Are You Well-Architected? A Look at A Robust AWS Architecture
Are You Well-Architected? A Look at A Robust AWS Architecture
The AWS Well-Architected Framework provides guidelines on what makes an optimal cloud infrastructure.
Join the DZone community and get the full member experience.Join For Free
In an age that is exploding with Big Data and IoT innovations, the shift from an "on-premise" environment to a "cloud" environment offers tremendous opportunity for organizations in terms of increased agility, lower total cost of ownership and faster innovation. The organizations that are the most successful in making this major shift are those that start early in their journey to establish a well-defined strategy for approaching this new IT operating model.
Moving from a large-investment model in data centers to the consumption-based model of AWS requires not only certain changes to tools and processes but also the organizations’ mindsets as well. Today, almost 52% of organizations around the world are using some form of Platform-as-a-Service (PaaS) and 65% of the organizations as Information-as-a-Service (IaaS).

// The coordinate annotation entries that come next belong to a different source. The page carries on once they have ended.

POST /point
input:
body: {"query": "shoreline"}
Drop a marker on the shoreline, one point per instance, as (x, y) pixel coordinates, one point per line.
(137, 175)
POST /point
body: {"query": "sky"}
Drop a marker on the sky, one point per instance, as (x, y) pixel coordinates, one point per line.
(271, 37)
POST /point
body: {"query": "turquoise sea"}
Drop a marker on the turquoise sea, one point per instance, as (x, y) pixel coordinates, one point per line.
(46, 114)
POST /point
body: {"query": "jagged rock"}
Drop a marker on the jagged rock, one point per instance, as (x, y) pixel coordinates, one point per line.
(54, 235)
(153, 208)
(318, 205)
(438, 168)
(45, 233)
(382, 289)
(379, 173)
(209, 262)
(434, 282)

Collectively, if we see the PaaS/IaaS usage worldwide, Amazon Web Services (AWS) leads the pack with 94% of all-access events. More than 50% of the organizations are also using AWS with Azure, typically as an official multi-cloud strategy.

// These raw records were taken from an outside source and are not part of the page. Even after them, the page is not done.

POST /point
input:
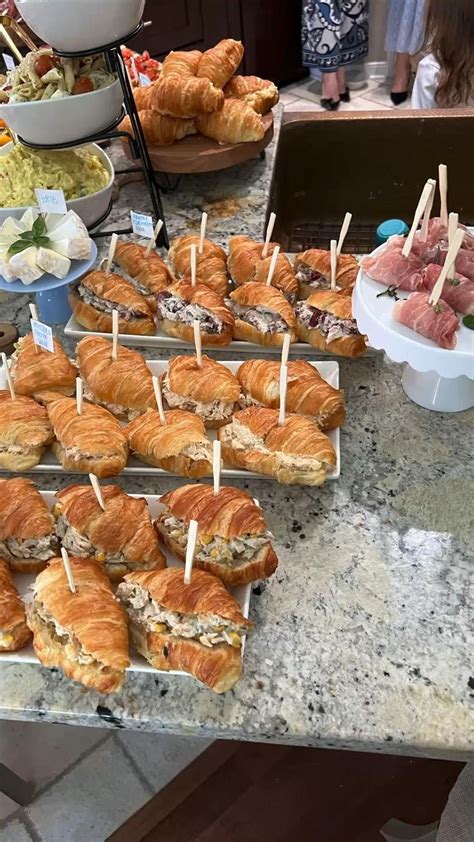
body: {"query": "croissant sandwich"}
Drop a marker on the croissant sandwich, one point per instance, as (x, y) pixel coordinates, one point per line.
(209, 391)
(121, 536)
(92, 442)
(234, 122)
(84, 633)
(211, 265)
(262, 315)
(181, 304)
(159, 129)
(313, 271)
(93, 298)
(295, 453)
(14, 633)
(179, 446)
(220, 62)
(147, 274)
(197, 628)
(325, 321)
(307, 392)
(25, 431)
(123, 386)
(260, 94)
(35, 370)
(185, 97)
(27, 536)
(233, 540)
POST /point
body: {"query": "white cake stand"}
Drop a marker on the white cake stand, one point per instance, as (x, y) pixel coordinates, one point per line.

In this context, AWS’s well-architected (WA) program is a framework to measure applications running in the cloud against a set of strategies and best practices. The framework has been compiled by working closely with over thousands of customers for over ten years.

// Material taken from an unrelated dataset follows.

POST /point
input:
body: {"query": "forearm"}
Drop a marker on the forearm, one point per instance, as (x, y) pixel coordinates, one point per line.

The purpose of this framework is to empower customers to make informed decisions about their cloud architecture and help them to understand the potential impact that those decisions can have. The questions that arise while one goes through the well-architected process is based on the business context in terms of the business realities and the choices that are made for a given system at a given time rather than a simple “Yes or No.”
The AWS WA Framework consists of a set of questions that span across five pillars based on cloud-specific design principles. Creating technology solutions is a lot like constructing a building. If the foundation (read as "pillar") of the building isn’t solid then it may compromise the integrity and function of that building or cause structural problems to it, both of which are detrimental to the business. A set of design principles are implemented to facilitate a good design in the cloud which are divided into two categories – General and Pillar Specific.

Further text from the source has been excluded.